I must have dozed off, when my eyes stretched open it was day time, and my cell read 10:45. I trudged a zombie-like shuffle to the bathroom and twisted the handle, locked. Dread welled in my stomach as I remembered the night before and I knocked on the door. “Occupied,” my dad’s voice called back and then I heard it, the muffled sound similar to cicadas, but much softer and lower in tone. I sniffed, fighting the urge to cry, then noticing the odor. It wasn’t a septic one, it was the sour stench of a dead mouse swept from behind a fridge, the foul odor of decay when stumbling upon half of a deer in the woods.
I twisted the handle and said “Dad, I’m very worried about you, just open the door.”
There was a low, phlegm-filled cough followed by a baritone, vibratory response, “Give me a minute.”
I raced upstairs, my parent’s bathroom door locked as well. My mother’s voice “Give me a minute,” repeated like a script when I knocked. Dozens of flies circled the bedroom, buzzing and hovering past my batting hands. I removed my phone with shaky fingers and I dialed 911, not yet pressing send.

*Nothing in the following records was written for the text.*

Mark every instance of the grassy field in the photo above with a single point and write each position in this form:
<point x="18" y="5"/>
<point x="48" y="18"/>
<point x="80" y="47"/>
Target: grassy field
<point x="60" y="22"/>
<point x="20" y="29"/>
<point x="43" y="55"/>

“Open the door now or I’m calling 911,” I demanded. No response, I dialed. I explained I was worried, that my parents hadn’t left the bathroom in over ten hours, that something was very wrong. They agreed to send an officer after some convincing and I waited downstairs on the couch. I’d opened the doors and windows to air out that rancid smell permeating the house, but more flies just kept coming in.
After roughly an hour I heard the car engine outside and walked outside to meet the officers. I led them inside, over to the bathroom door and the taller officer knocked, saying “I’m a police officer, your son called me because he’s concerned, can you please open the door?” to the responding sound of the toilet flushing. He tried the door handle, finding it locked. “Please open the door now or we’ll be forced to open it”. Nothing. He looked over to the other officer, who nodded, a solemn frown fixed on his face. The tall officer removed a tool and forced the lock, opening the door and immediately buried his face in the crook of his elbow. ”My god,” he said quietly, coughing violently then gagging.
What was left of my parents bodies was removed as I sat in the back of a cop car. I wasn’t a suspect, they had clarified. They just had a lot of questions about my story, as to why I hadn’t called earlier. They explained as gently as possible the bodies had begun to liquefy from decomposition, a stage of decay that usually happens nearly a month after death. They said they are trying to find the cause through toxicology tests. In the meantime I’ve been staying with my uncle nearby, who’s been very helpful through the ordeal that‘s haunted me and plagued me with despair. His house is much smaller, it has only one bathroom that he entered over an hour ago after dinner. Panic has been coursing through my blood, I knocked on that door and asked if he was OK a few minutes ago. The response was that single ominous word that melted my insides, “Occupied…”
…followed by that faint rattling sound as I tearfully asked back, “By what?”